Strategic Issues That Should Be Addressed When Considering Predictive Analytics

One of the common roadblocks to successful model development or process implementation is how most leadership insist on immediate results and return on their investment in analytics. Instead of taking time to design and develop each analytic model, it is an all too familiar scene when management demands implementation in impractical time frames.

With predictive analytics, many organizations eschew in-depth assessment and custom tailored design, instead going for instant forecasts and summaries that result in insights that are “nice to know”, but do not have enough value to support decisions that make an impact or meet organizational goals.

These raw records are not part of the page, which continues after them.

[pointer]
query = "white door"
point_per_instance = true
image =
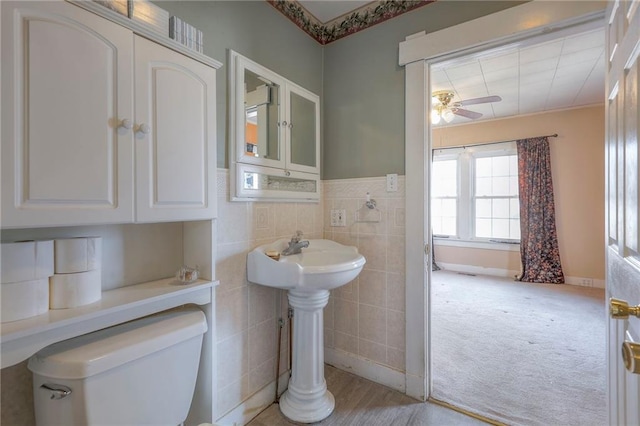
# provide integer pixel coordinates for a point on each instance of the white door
(175, 135)
(66, 88)
(623, 225)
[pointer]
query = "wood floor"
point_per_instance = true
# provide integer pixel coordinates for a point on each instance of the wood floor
(362, 402)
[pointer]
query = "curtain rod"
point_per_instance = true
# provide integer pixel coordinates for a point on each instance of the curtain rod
(555, 135)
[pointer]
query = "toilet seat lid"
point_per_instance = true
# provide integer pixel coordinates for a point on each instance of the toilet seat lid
(96, 352)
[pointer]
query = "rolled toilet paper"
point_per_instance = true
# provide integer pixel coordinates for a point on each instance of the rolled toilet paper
(24, 299)
(73, 290)
(78, 254)
(26, 261)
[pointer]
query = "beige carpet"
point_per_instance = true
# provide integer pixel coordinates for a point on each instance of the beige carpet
(519, 353)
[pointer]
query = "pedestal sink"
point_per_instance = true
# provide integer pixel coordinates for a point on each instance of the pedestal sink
(308, 277)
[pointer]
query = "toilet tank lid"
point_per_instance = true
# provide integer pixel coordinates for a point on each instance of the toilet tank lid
(94, 353)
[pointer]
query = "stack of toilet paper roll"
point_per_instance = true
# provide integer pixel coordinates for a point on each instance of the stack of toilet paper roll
(24, 281)
(77, 279)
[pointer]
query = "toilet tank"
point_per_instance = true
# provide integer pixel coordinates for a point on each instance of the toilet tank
(138, 373)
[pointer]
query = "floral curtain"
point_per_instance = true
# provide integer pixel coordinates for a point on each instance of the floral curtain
(538, 237)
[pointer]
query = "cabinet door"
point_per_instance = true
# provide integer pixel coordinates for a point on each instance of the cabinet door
(258, 114)
(303, 130)
(175, 135)
(66, 87)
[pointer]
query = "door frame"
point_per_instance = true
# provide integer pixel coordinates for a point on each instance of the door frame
(416, 54)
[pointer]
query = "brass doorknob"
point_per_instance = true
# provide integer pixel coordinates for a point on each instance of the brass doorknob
(631, 356)
(620, 309)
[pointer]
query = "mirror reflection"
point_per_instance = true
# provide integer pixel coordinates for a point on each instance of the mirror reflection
(262, 107)
(265, 181)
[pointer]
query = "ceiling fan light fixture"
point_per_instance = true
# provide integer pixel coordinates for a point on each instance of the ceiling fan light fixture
(448, 115)
(435, 116)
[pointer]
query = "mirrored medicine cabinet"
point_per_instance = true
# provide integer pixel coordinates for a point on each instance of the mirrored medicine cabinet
(274, 128)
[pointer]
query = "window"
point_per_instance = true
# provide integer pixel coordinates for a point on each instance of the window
(444, 199)
(475, 193)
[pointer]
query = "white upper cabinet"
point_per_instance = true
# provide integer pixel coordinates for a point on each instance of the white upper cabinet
(275, 148)
(93, 130)
(67, 83)
(175, 135)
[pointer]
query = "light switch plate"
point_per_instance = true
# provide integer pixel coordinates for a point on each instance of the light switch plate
(338, 217)
(392, 182)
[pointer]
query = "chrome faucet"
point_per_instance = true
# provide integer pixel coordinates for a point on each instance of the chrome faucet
(295, 245)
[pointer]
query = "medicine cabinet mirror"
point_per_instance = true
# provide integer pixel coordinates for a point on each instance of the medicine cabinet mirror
(274, 133)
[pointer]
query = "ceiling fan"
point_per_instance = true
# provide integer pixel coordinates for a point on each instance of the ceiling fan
(445, 109)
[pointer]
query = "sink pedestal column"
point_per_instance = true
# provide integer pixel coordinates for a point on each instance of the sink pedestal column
(307, 399)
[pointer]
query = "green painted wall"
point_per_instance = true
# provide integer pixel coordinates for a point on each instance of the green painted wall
(258, 31)
(364, 89)
(358, 78)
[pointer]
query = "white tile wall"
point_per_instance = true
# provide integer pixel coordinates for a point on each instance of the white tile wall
(365, 318)
(247, 314)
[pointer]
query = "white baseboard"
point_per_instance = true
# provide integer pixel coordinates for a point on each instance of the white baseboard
(365, 368)
(584, 282)
(478, 270)
(496, 272)
(255, 404)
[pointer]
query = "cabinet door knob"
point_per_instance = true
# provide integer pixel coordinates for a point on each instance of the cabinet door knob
(125, 124)
(143, 129)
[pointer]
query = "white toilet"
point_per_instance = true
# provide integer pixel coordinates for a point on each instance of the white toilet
(139, 373)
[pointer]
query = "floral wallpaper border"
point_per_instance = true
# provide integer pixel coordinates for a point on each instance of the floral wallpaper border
(362, 18)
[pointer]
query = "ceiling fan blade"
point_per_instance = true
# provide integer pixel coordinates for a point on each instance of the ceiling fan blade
(482, 100)
(466, 113)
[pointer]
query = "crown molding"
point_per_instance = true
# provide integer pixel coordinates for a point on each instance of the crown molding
(351, 23)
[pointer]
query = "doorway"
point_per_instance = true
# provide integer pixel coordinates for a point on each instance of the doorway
(416, 54)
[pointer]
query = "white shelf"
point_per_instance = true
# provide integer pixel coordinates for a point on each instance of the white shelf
(21, 339)
(145, 31)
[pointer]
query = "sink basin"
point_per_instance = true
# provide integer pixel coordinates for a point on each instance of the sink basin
(324, 265)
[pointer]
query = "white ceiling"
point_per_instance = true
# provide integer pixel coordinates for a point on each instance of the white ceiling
(327, 10)
(533, 77)
(543, 74)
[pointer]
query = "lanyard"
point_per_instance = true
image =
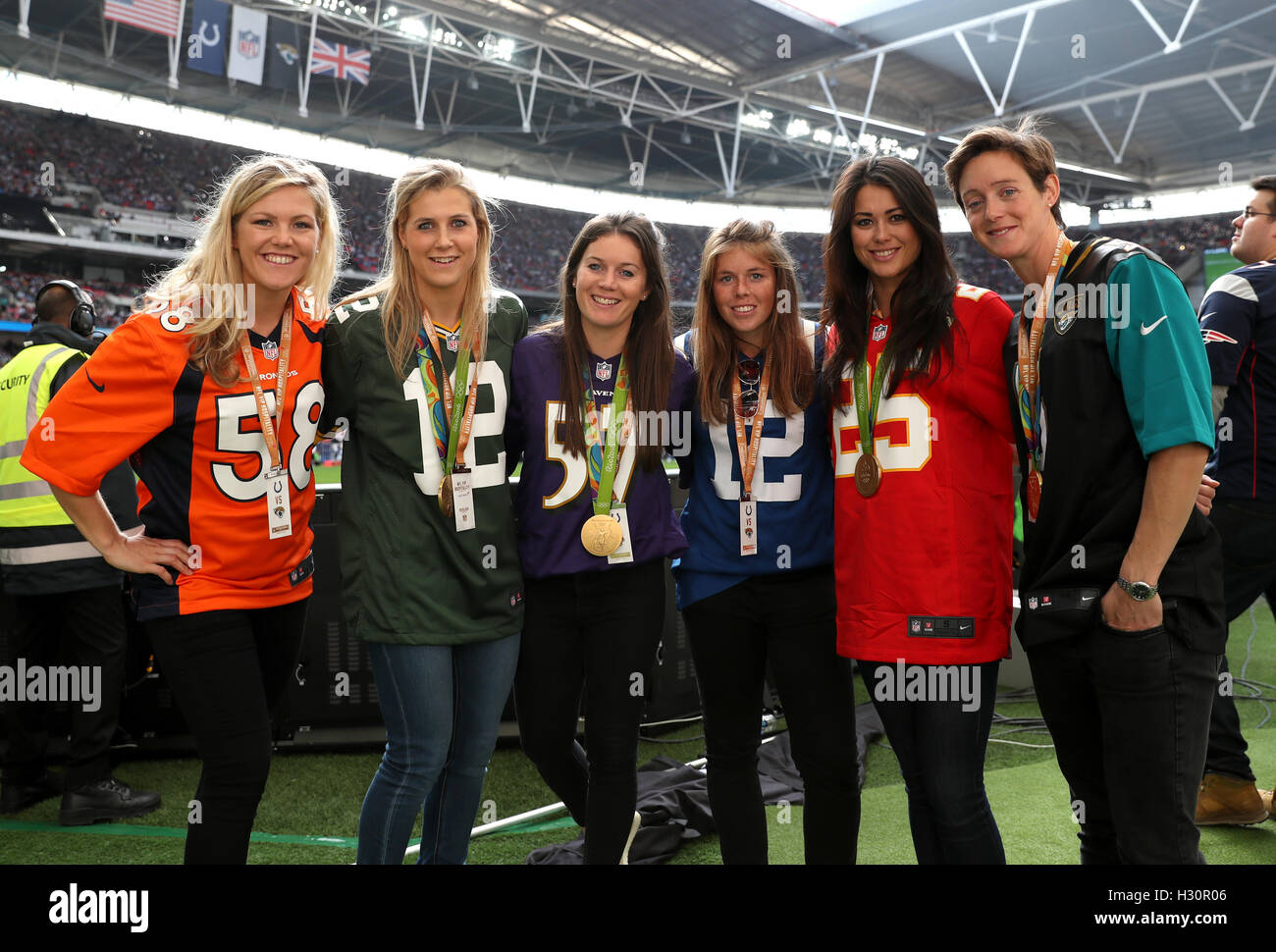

Several considerations have to be addressed before implementation of analytics in an organization. Many practitioners fail to look into these issues before jumping headfirst into exploring the available data. This often leads to less favorable results with process implementation or development, but this is usually not because of limitations with analytics, instead being a failure in soft skills.

Below are some key issues that should be addressed by practitioners:

  • Team Abilities
    • Are members fully supportive of the value of a solid design and plan before development? Do they agree with prioritizing project definition and strategic implementation in order to see the project to success?
  • Leadership Buy-in
    • Is leadership motivated and fully on-board with analytics? Are they concerned with the organization’s analytic capabilities compared to industry competition or do they view the practice as having a more abstract function?
  • Team Make-up
    • What are the motivations, goals, experience and concerns of the team that will be affected by or contribute to analytics? Are any members resistant to the shift? Will major errors be made in preparing data and interpreting results if the team doesn’t have oversight from professional modelers?
  • Organizational Culture
    • Is the organization driven mostly by leadership choices and experience, or are they open to evidence-based decisioning, such as the results of A/B testing?
  • Baselines and Targets
    • Are there established baselines for present organizational performance, as well as goal performance and how it will impact the business? If this data is not available, how will the organization define or measure whether the analytic project is a success?
  • Recommendations
    • Is the organization willing and capable of following through on recommendations resulting from the predictive model?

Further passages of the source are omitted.